Colin Scicluna travaille à l’engagement des citoyens à la Commission européenne, armé d’une ouverture d’esprit qui doit beaucoup à son pays natal, Malte, le plus petit membre de l’Union européenne à l’histoire fascinante.
Colin Scicluna aime les défis. Étudiant à Malte dans les années 80, il rêvait que son minuscule pays, peuplé d’environ 500 000 habitants, puisse un jour rejoindre l’Union européenne. Même si, à l’époque, il semblait que Malte aurait eu plus de chances de remporter la Coupe d’Europe de football que de faire partie de l’UE. « Cela semblait irréalisable parce que notre gouvernement s’éloignait de l’Europe », précise-t-il à The Mobility Times. « Mais c’est quelque chose à laquelle j’ai toujours aspiré.
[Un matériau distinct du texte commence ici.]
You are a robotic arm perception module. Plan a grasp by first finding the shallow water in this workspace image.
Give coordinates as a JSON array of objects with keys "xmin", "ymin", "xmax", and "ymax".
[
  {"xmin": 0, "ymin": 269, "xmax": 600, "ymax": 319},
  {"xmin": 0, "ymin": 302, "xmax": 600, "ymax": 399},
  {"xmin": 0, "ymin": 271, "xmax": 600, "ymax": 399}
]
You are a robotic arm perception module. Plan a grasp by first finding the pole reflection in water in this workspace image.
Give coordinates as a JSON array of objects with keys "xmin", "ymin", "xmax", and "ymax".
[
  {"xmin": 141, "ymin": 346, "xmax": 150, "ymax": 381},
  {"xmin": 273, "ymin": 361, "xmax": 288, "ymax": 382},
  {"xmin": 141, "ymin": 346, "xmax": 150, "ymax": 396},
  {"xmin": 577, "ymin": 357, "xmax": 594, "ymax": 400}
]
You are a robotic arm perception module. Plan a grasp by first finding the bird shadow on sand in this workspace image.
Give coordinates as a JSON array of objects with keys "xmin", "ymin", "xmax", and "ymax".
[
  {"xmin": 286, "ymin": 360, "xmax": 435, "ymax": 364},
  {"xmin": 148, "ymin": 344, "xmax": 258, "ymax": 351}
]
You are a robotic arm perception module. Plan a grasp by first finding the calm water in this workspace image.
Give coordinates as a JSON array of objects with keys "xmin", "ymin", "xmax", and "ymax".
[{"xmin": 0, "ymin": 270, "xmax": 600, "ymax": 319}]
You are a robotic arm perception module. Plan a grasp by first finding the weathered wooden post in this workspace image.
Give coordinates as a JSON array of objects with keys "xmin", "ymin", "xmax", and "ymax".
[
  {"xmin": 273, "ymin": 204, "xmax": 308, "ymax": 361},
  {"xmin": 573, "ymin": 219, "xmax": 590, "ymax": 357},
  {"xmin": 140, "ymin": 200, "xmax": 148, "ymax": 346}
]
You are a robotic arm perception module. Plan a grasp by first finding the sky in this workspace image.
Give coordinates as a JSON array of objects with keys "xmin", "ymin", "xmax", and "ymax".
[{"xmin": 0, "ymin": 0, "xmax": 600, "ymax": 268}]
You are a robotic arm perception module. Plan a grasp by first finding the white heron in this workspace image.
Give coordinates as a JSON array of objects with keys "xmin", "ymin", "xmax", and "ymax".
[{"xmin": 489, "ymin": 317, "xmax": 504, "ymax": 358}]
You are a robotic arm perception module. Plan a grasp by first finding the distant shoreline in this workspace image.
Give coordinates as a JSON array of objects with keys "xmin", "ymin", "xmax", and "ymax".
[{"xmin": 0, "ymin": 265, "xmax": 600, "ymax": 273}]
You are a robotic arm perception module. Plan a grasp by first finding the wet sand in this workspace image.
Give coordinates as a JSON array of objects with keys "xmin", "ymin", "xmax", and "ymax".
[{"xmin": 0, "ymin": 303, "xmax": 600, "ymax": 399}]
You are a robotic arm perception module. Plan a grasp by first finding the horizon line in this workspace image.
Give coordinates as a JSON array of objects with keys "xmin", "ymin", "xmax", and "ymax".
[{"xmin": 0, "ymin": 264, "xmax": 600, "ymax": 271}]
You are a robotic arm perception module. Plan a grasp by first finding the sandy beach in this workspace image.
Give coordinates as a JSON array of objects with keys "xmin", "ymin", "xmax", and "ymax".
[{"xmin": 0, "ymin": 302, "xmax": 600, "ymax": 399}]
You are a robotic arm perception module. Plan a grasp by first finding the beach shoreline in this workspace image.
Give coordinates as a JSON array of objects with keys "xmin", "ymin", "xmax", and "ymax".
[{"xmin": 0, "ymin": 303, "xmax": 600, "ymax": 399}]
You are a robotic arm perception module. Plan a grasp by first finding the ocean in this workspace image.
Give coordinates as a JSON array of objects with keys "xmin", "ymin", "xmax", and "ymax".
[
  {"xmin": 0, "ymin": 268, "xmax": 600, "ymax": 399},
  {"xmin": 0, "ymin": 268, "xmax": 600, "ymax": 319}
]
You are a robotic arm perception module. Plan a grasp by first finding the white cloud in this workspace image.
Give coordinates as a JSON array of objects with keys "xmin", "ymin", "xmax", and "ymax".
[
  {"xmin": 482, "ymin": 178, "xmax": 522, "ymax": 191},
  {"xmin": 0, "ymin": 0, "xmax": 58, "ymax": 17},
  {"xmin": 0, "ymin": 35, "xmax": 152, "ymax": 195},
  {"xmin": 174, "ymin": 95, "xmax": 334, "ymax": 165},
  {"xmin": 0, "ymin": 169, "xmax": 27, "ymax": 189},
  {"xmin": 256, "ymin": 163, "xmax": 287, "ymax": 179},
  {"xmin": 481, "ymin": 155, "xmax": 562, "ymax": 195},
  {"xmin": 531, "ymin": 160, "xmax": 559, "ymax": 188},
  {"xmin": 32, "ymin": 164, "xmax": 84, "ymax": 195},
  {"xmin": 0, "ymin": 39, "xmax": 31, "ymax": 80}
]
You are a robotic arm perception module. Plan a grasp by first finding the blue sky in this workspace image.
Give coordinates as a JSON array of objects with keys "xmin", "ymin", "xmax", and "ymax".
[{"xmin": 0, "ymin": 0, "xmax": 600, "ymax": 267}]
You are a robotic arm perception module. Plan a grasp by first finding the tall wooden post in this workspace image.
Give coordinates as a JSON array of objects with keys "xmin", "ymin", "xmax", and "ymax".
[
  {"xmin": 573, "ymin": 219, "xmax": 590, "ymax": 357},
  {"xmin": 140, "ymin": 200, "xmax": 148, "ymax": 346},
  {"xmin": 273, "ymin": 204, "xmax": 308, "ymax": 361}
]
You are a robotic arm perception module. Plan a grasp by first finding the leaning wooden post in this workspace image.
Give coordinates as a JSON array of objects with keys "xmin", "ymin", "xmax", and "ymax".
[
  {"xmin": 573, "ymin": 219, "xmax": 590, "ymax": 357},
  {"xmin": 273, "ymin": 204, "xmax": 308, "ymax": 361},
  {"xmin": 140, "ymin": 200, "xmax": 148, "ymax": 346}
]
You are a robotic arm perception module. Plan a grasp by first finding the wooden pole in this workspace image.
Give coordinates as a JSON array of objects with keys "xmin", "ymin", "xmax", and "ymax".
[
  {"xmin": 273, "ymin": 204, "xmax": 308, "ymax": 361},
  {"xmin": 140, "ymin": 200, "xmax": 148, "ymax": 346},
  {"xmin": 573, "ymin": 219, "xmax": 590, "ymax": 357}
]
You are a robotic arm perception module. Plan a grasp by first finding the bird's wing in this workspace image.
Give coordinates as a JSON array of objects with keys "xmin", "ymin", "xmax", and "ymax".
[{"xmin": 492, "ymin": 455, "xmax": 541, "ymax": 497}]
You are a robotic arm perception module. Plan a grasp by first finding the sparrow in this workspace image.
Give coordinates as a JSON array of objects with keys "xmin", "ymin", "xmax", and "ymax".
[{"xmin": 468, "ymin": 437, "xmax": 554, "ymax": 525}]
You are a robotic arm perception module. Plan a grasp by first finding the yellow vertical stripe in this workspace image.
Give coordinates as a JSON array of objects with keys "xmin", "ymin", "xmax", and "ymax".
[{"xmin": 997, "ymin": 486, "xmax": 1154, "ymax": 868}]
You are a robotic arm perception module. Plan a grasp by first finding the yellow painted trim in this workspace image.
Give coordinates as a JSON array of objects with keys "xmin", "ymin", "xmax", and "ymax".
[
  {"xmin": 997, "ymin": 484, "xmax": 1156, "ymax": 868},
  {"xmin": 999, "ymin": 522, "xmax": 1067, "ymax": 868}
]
Lorsque le vent a tourné, Scicluna a rejoint, en tant que stagiaire, un nouveau département du ministère des Affaires étrangères consacré à la future adhésion à l’UE. « Je voulais en faire partie. Quelques années plus tard, l’équipe de Malte chargée de coordonner l’ensemble des négociations d’adhésion avec le négociateur en chef ne comptait que neuf personnes, dont Scicluna, qui se souvient en riant que la Pologne, également candidate à l’adhésion, disposait de plus de 250 personnes pour faire le même travail. « Aujourd’hui, je me rends compte que le fait d’avoir fait partie d’une petite organisation vous rend beaucoup plus flexible et plus apte à effectuer plusieurs tâches à la fois », sourit-il.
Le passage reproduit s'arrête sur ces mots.